À ces dérogations s’ajoutent les conditions inhabituelles d’exploitation de cette infrastructure gazière. Pour assurer la rentabilité financière du projet, la société TELSF a demandé que soient réservées 50 % des capacités du FSRU à TotalEnergies Gas & Power Ltd, société de droit étranger et autre filiale de TotalEnergies.
Bien qu’il s’agisse d’une dérogation majeure au principe de libre accès des fournisseurs aux infrastructures gazières, la Commission de régulation de l’énergie a donné un avis favorable le 24 novembre 2022, avis dont on imagine qu’il pourrait être suivi par la ministre en charge de l’énergie.
En dernier lieu, alors que les FSRU sont en plein développement dans le monde, le projet se heurte à un ensemble de considérations juridiques liées à la préservation de l’environnement.
Les enjeux environnementaux
D’abord, les FSRU échappent à l’application de l’annexe VI de la convention internationale de 1973 pour la prévention et la pollution par les navires (MARPOL) lorsqu’ils sont à l’arrêt, c’est-à-dire dans leur activité de stockage et de regazéification.

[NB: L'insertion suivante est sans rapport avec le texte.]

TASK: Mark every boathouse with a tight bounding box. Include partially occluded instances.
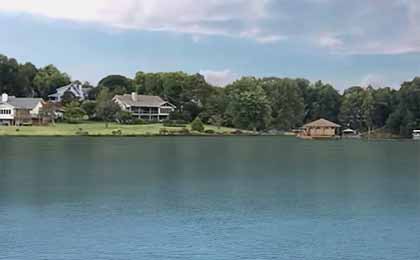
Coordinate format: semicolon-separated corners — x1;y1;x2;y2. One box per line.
300;118;341;138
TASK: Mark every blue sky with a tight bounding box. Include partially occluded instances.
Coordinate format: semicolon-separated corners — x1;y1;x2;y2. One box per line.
0;0;420;89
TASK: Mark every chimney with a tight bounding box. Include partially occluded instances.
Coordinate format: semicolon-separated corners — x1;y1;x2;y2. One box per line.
1;93;9;103
131;92;137;101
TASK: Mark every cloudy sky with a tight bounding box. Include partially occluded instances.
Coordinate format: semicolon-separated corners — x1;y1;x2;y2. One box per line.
0;0;420;89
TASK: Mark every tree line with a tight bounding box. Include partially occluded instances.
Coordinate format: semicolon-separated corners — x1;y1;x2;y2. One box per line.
0;55;420;136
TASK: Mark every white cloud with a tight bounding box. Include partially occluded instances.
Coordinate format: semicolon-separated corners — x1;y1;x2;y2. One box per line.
200;69;239;87
0;0;279;42
360;73;388;87
0;0;420;54
318;34;344;49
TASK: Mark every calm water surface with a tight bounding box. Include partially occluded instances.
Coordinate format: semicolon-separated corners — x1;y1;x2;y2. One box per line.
0;137;420;260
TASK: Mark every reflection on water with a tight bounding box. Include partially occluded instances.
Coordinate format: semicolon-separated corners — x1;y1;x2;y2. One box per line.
0;137;420;260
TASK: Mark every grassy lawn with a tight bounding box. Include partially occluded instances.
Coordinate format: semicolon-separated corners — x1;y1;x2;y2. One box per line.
0;122;243;136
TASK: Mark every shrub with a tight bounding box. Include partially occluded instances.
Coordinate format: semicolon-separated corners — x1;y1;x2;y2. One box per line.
132;119;147;125
231;130;243;135
116;110;133;124
163;122;186;127
112;130;122;135
204;129;216;135
178;127;190;135
159;128;169;135
191;117;204;132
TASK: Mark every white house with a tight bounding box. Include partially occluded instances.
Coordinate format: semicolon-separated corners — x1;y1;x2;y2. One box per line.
48;82;87;102
0;93;43;125
113;93;176;121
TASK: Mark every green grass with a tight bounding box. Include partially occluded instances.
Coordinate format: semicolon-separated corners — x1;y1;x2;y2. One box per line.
0;122;243;136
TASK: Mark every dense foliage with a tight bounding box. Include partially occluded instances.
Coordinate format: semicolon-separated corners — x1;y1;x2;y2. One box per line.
0;55;420;136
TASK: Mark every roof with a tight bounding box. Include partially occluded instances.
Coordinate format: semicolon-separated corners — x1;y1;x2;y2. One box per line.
115;94;173;107
343;128;356;133
303;118;341;128
48;82;85;97
2;96;42;109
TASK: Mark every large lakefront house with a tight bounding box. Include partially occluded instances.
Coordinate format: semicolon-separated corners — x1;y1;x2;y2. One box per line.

Quant au règlement local pour le transport et la manutention des marchandises dangereuses dans le grand port maritime du Havre du 30 mars 2018, il ne comprend pas (encore ?) de dispositions pour encadrer le cas d’un navire à quai exerçant une activité industrielle.
Par ailleurs, la technique de regazéification dite de la boucle fermée qu’utilisera le Cape Ann (il utilise une partie du gaz qui lui est transféré à partir des navires méthaniers) semble la pire de toutes les solutions techniques possibles, comme le montre un article récent.
La dépendance aux énergies fossiles
Ensuite, le projet présente l’inconvénient majeur d’accentuer la dépendance à l’égard d’une énergie fossile émettrice de méthane alors que l’urgence climatique est réitérée par le GIEC et que l’Accord de Paris de 2015 (juridiquement contraignant) a posé l’objectif de limitation du réchauffement climatique à un niveau inférieur à 2 °C.
Or, importer massivement du GNL, souvent issu de la fracturation hydraulique (technique d’extraction interdite en France depuis 2011 mais largement utilisée aux États-Unis d’Amérique notamment) et transporté par navire sur de longues distances, ne permettra pas à la France de réduire ses émissions de gaz à effet de serre.
À cet égard, même si la traçabilité du gaz de schiste semble difficile, il est envisageable que des obligations de protection de l’environnement soient imposées à l’exploitant du FSRU, comme l’article 3 de la directive 2009/73/CE du 13 juillet 2009 en donne la possibilité aux États membres et comme l’avait préconisé le Collectif Climat du Havre.
L’absence de preuve d’une « menace grave »
Face à l’enjeu climatique d’un projet industriel fondé sur une énergie fossile, le Conseil constitutionnel ne s’y est pas trompé lorsqu’il a jugé, dans sa décision du 12 août 2022, que « sauf à méconnaître l’article 1er de la Charte de l’environnement » selon lequel « chacun a le droit de vivre dans un environnement équilibré et respectueux de la santé », les dispositions contestées de la loi du 16 août « ne sauraient s’appliquer que dans le cas d’une menace grave sur la sécurité d’approvisionnement en gaz ».
Or, jusqu’ici, alors que la consommation de gaz semble désormais baisser de manière régulière en France, le gouvernement n’a pas fait la preuve de cette « menace grave ».
Ces différents points du projet de TMF, lourds d’enjeux juridiques, seront discutés lors d’un colloque à l’université du Havre les 6 et 7 avril prochains.
Nicolas Guillet participe au Collectif climat du Havre.